Selecting an engine offers its own set of compromises. While the amount of torque produced won’t vary from one layout to the next because pistons don’t know any better, it can change the characteristics of the car. From physical properties like weight balance to subjective qualities like exhaust note, the engine configuration has a tremendous bearing on the personality of a car.

So what’s best? V-8? Straight-six? Boxer?

This mechanically fuel-injected Cologne V-6 is mounted in a Ford Capri.
This mechanically fuel-injected Cologne V-6 is mounted in a Ford Capri. Brandan Gillogly

Inline-four engines fit nicely in transverse applications that often drive the front (read: wrong) wheels. Pontiac, Toyota, Alfa, and Lotus figured out how to properly mount them for mid-engine use. Due to an inherent balance issue they require balance shafts to help smooth them out and are therefore limited in displacement.

Inline-six engines can sound amazing and are inherently balanced, but they can be difficult to package because of length. Height can be an issue as well unless they’re canted to one side. The same goes for the straight-eight that was popular in pre-war American cars. If you’ve got a long hood, go for it.

Flat-four and flat-six engines (including boxers) often translate to a lower center of gravity, which is great for handling, but their width can be a packaging nightmare. Subaru, Volkswagen,  and Porsche are its best historical practitioners. Ferrari managed to mount a flat-12 in one of the most beautiful cars to come out of the 1980s, so it can be done.

V-6 engines are the physical manifestation of compromise itself. They fit well in transverse applications and are shorter than inline-six engines for easier packaging in longitudinal applications. However, they too require balance shafts and their sound can range from “not quite as good as a V-8” (We hear your Alfa fans, and we don’t care) to flatulent.

Chevy big-block
Chevy big-block V-8 GM

This leads us to V-8, which is shorter than the inline-six, and, in the proper format (pushrod) not much wider than a DOHC four-cylinder. Not much heavier either. The design’s chief flaw is the uneven firing order used in cross-plane V-8s. The main side effect of this is that it makes them sound awesome.

Some people will tell you that V-10 engines sound good. Those people are wrong. We love Vipers though, so we give large-displacement V-10s a passing mark.

V-12s take everything that is good about the inline-six and doubles it.

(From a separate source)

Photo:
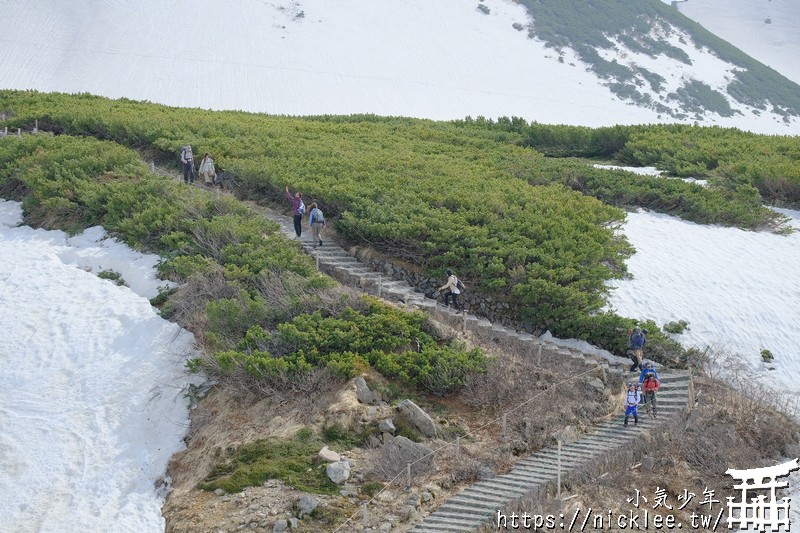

They’re smooth, they’re powerful, and they sound amazing. Unfortunately, they’re complicated due to the sheer number of moving parts and are very expensive to produce. They’re also even harder to fit under a hood and are typically found only in high-end cars. And sometimes BMWs.

Six Webers in a row feed the front-mounted 4.4-liter Ferrari V-12 in this 365 that produces 352 horsepower.
Six Webers in a row feed the front-mounted 4.4-liter Ferrari V-12 in this 365 that produces 352 horsepower. Brandan Gillogly

We also love the oddballs: inline-three, V-4, inline-five, W-8, and W-16. These strange engines typically share much of their design with more mainstream layouts and were specially constructed to better fit a niche. There are also rotary engines.

Engineering cars involves a number of compromises. A longer wheelbase makes for a smoother ride at the cost of maneuverability. Adding an extra set of doors makes people-moving much easier but can ruin the graceful lines. Adding a long roof and turning a car into a wagon adds cargo space, makes them at least twice as cool, and literally has no drawbacks. We should have more wagons. Sorry, we apologize for the wagon tangent, back to engines.

So, taking displacement, packaging, and sound into consideration, tell us what your favorite engine is and why it should probably be the V-8.